Una revelación en Gibraltar

Vista del Peñón de Gibraltar desde Algeciras / Foto: Rubén Madrid

El viajero se asoma al balcón de Punta Europa, en Gibraltar. El viento cubre con sus mantas de aire la cabeza que se inclina sobre el Estrecho, que intuye la proximidad de África como la región de la niebla donde viven seres de otro mundo: el tercer mundo por la cola.

La imagen que descubre sobre el mar del Estrecho es la de un hombre en la noche, combatiendo a brazadas contra un muro de agua salada junto a una pequeña embarcación volteada como una montera sobre la arena de la plaza. Buen viaje, maestro; y buena suerte.

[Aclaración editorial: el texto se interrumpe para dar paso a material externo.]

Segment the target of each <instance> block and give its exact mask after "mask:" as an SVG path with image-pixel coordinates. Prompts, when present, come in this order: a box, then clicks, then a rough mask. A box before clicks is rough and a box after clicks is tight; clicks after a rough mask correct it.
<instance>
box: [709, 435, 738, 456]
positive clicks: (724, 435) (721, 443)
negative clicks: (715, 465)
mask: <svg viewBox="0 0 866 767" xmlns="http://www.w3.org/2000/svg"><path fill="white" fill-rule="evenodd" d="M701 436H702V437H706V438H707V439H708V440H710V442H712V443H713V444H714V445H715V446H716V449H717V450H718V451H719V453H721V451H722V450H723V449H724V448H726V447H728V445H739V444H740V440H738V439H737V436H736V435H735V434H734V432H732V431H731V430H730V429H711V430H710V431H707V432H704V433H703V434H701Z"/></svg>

Recuerda un cortometraje. La cámara enfoca a una mujer de color que acuna a un bebé negrito en sus brazos. Una mirada conmovedora, perdida en el horizonte. El plano se abre. La mujer, de cuerpo entero, está sentada. La cámara toma aire: la mujer está rodeada de otros hombres y mujeres, negros todos, hacinados en algún lugar. Hay una inmensa quietud en sus posturas y en sus gestos de resignación. El plano se abre: más gente, un barco… no, una patera. Hay mar. Un inmenso océano. La mujer que acuna al bebé sigue en el centro. Una patera en el mar inmenso. Una miserable patera en un mar inabarcable. Una patera inmóvil en medio de un oleaje tranquilo. El plano se abre y el mar no se acaba. En el centro, una madre negra con su bebé también negro. La mirada es un punto de fuga en el infinito. El cortometraje dura sólo veinte segundos, como un anuncio de televisión. El público arranca a aplaudir. Gana el premio de aquel festival de cine solidario de verano.

El viajero está en Punta Europa, asomado al mirador. Al otro lado ve África. Tal vez un joven musulmán le observa a él desde allí. ¿Quién narrará su viaje?

El viajero y su amigo rompen las reglas del juego veraniego –desayuno, playa, tortitas de camarones, siesta, ducha, fiesta en la discoteca– y marchan en ruta. Paran en El Puerto de Santa María para jugar con sus barquitos de papel. Pasan un control policial en La Línea y saltan a la Gran Bretaña gaditana. Y en Punta Europa, asomado al mirador del Estrecho, el viajero medita y tiene, de pronto, una revelación: se acabaron los veranos de desayuno, playa, tortitas de camarones, siesta, ducha y fiesta en la discoteca, y el reclamo del sol con su apartamento en la playa y sus garitos a reventar de sensaciones de moda. Es allí, azotado por el viento, entre los suspiros de socorro ahogados de las pateras, con la mirada perdida en la línea azul que un día dibujó sobre el mapa del atlas, donde al fin descubre que lo suyo, en realidad, son otros viajes. En Cádiz acaba para siempre el descanso del guerrero. Es agosto de 2001. Cada viaje será entonces un modo de vida. Fundir hasta confundir el hábito con el camino.